- Born: 1977 (age 48–49)
- Occupations: Novelist; poet; rapper;
- Awards: Sunday Star-Times Short Story Award (2021)

= Dominic Hoey =

New Zealand author, poet and rapper

Dominic Hoey (born 1977) is an author and musician based in Auckland, New Zealand. Much of his writing deals with working class challenges of poverty and illness, including living with a debilitating bone disease.

Hoey's first creative outlet was as an MC named Tourettes, performing from the early 2000s across New Zealand and Australia. He began working with marginalised youth in 2014, as well as teaching creative writing.

Though he had previously self-released a range of lyrics and stories, his debut novel, Iceland, was released in 2017 by Steele Roberts and was long-listed for the Jann Medlicott Award for Fiction at the Ockham New Zealand Book Awards.

The publishing house Dead Bird Books was created by Hoey and Samuel Walsh in 2018. In speaking about the founding of the publishing group, co-founder Walsh said "we both had experience in publishing records, so we thought, let’s put out books like we’d put out a record and see what happens." The press has released a range of short story collections and poetry and were short-listed for the Mary and Peter Biggs Award for Poetry at the Ockham New Zealand Book Awards, for Mohamed Hassan's 2021 National Anthem. Hoey's collection of poems, I Thought We'd Be Famous was released in 2019 with Dead Bird Books.

In 2021, Hoey won the Sunday Star-Times Short Story Awards with "1985". The judge's award described the story as "a sharply observant social commentary on the Grey Lynn neighbourhood in the days before gentrification" and a "power-packed story of dread and sadness, as well as tenderness and retribution."

Hoey's second novel Poor People with Money was published by Penguin in 2022 and was widely acclaimed, with one reviewer saying as "Poor People With Money is so rich and madly entertaining that I'm just going to read it again, immediately, as should you" with the book being described as "the year's most exciting novel" and "a sharp jab from the heart of life on the poverty line in Aotearoa." Steve Braunias described the book as one of the year's best, and, on its exclusion from the Book Awards, one reviewer noted that it was "a terrific novel of pace and tightly controlled chaos, with a unique voice, empathy and humour."

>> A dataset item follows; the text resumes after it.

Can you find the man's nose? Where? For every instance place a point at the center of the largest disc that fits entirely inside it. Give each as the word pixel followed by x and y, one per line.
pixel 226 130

In a 2023 interview, Hoey described the challenges and benefits of his dyslexia. He also discussed his role as a creative writing teacher for students who don't fit the traditional university style. Hoey wrote, "If you’re poor, working class, neurodivergent, disabled or not formally educated, It really feels like you’re not part of the club."

Penguin released the novel, 1985, in 2025. The novel received positive reviews and was longlisted for the Ockham New Zealand Book Awards.

On 8 May, Hoey announced on social media that Port was due to be released in 2027 with Allen & Unwin also acquiring the rights to a subsequent novel slated for 2029.